Exp Neurol. 2005 Aug;194(2):289-300. doi: 10.1016/j.expneurol.2004.08.037.
Microfabricated neural prosthetic devices hold great potential for increasing knowledge of brain function and treating patients with lost CNS function. Time-dependent loss of brain-device communication limits long-term use of these devices. Lost CNS function is associated with reactive responses that produce an encapsulating cellular sheath. Since early reactive responses may be associated with injuries produced at the time of device insertion, for example, vascular damage and disruption of the blood-brain barrier, we tested the effectiveness of the synthetic glucocorticoid, dexamethasone, in controlling insertion- and device-associated reactive responses.

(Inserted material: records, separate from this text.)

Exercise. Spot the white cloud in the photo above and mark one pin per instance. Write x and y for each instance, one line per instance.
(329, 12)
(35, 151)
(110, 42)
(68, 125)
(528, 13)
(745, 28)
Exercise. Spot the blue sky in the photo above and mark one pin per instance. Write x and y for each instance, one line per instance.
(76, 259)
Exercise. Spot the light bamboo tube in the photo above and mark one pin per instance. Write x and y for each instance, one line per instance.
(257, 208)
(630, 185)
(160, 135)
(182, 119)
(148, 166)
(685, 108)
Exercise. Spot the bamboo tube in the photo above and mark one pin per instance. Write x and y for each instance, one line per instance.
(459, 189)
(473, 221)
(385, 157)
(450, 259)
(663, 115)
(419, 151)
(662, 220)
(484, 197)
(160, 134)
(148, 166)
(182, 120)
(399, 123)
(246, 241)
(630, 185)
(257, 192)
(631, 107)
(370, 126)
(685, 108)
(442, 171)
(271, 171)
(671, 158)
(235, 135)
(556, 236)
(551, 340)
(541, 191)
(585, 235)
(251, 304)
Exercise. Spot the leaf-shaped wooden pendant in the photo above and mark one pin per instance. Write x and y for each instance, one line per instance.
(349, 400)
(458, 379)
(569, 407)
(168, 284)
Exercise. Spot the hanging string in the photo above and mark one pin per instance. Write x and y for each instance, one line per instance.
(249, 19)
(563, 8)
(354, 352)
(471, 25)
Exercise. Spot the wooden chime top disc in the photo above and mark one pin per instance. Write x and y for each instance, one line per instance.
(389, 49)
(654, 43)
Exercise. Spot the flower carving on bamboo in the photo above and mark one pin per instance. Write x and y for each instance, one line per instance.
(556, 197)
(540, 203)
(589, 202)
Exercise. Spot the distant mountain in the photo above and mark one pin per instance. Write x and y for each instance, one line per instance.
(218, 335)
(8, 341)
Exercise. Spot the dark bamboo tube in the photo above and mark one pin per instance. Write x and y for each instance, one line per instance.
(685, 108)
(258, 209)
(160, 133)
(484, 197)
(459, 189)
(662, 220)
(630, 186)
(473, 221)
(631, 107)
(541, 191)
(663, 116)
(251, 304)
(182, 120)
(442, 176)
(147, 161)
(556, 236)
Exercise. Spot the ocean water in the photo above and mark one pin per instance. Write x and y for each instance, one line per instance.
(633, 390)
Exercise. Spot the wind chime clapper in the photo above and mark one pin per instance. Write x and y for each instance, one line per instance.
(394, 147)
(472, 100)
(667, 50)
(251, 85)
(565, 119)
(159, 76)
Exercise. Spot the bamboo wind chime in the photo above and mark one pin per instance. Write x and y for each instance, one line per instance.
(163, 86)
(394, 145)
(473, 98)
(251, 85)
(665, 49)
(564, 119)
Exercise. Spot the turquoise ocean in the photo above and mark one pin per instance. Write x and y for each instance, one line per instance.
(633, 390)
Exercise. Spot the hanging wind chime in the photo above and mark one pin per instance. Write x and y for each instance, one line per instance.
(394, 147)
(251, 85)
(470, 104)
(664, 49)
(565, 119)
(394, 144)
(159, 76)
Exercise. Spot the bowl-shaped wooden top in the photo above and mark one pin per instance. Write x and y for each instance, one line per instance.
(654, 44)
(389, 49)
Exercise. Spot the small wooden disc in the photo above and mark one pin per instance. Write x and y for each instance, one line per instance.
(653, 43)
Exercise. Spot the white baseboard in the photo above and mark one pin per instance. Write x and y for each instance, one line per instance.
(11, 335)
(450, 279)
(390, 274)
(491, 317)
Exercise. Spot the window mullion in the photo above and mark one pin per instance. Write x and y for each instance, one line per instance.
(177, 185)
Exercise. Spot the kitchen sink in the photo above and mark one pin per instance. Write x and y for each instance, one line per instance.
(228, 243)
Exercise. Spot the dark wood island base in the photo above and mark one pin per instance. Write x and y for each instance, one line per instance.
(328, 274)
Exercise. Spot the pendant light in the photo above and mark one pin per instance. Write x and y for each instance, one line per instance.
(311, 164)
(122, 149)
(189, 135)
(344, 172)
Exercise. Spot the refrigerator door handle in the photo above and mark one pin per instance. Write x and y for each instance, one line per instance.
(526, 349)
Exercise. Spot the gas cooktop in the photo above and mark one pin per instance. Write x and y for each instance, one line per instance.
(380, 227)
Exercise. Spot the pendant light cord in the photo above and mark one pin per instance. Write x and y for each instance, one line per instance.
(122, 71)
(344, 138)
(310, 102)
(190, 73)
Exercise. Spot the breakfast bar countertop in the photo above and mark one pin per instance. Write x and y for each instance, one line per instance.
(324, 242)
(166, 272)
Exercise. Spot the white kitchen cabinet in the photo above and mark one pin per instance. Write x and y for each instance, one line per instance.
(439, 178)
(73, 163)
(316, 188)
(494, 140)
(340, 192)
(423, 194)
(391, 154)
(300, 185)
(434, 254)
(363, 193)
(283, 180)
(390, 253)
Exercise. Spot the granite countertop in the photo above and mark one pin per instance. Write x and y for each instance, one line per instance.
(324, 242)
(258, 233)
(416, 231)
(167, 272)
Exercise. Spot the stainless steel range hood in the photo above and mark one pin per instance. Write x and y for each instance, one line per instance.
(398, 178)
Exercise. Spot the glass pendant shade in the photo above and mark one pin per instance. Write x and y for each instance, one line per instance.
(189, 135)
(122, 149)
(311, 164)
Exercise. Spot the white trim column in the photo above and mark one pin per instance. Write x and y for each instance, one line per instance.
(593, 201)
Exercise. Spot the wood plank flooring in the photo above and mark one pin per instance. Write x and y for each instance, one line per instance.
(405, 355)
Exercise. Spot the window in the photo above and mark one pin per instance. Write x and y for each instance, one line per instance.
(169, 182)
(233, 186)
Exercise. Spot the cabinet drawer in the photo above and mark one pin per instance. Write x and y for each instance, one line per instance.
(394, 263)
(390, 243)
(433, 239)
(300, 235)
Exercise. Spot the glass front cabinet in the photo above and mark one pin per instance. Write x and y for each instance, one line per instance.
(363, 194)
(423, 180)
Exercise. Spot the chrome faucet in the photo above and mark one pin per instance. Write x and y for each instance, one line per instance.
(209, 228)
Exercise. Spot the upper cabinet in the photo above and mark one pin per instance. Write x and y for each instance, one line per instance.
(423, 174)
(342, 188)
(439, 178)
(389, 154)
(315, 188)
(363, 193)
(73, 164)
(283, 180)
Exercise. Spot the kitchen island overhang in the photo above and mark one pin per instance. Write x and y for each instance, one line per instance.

Dexamethasone (200 microg/kg) was administered as subcutaneous injections for 1 or 6 days beginning on the day of device insertion. Single shank microfabricated silicon devices were inserted into pre-motor cortex of adult rats. Reactive responses were assessed by immunohistochemistry for glial fibrillary acidic protein (astrocytes), CD11b (microglia), and laminin that labeled extracellular protein deposited around the insertion site and in association with vascular elements. Data were collected by confocal microscopy imaging of 100-microm-thick tissue slices. Reactive responses in vehicle control animals were similar to non-injected control animals. Dexamethasone treatment profoundly effected early and sustained reactive responses observed 1 and 6 weeks following device insertion, respectively. Dexamethasone treatment greatly attenuated astroglia responses, while microglia and vascular responses appeared to be increased. The 6-day treatment was more effective than the single injection regime. These results suggest that anti-inflammatory agents can be used to control reactive responses around inserted neural prosthetic devices and may provide a means to insure their long-term function.
微制造神经假体装置在增进脑功能知识和治疗中枢神经系统(CNS)功能丧失患者方面具有巨大潜力。脑-装置通信的时间依赖性丧失限制了这些装置的长期使用。CNS功能丧失与产生包裹性细胞鞘的反应性反应相关。由于早期反应性反应可能与装置插入时产生的损伤有关,例如血管损伤和血脑屏障破坏,我们测试了合成糖皮质激素地塞米松在控制与插入和装置相关的反应性反应方面的有效性。从装置插入当天开始,以皮下注射方式给予地塞米松(200微克/千克),持续1天或6天。将单杆微制造硅装置插入成年大鼠的运动前皮质。通过免疫组织化学检测胶质纤维酸性蛋白(星形胶质细胞)、CD11b(小胶质细胞)和层粘连蛋白来评估反应性反应,层粘连蛋白标记了插入部位周围以及与血管成分相关的细胞外沉积蛋白。通过对100微米厚组织切片的共聚焦显微镜成像收集数据。载体对照动物的反应性反应与未注射对照动物相似。地塞米松治疗分别对装置插入后1周和6周观察到的早期和持续反应性反应产生了深远影响。地塞米松治疗大大减弱了星形胶质细胞反应,而小胶质细胞和血管反应似乎有所增加。6天治疗比单次注射方案更有效。这些结果表明,抗炎药物可用于控制插入的神经假体装置周围的反应性反应,并可能提供一种确保其长期功能的方法。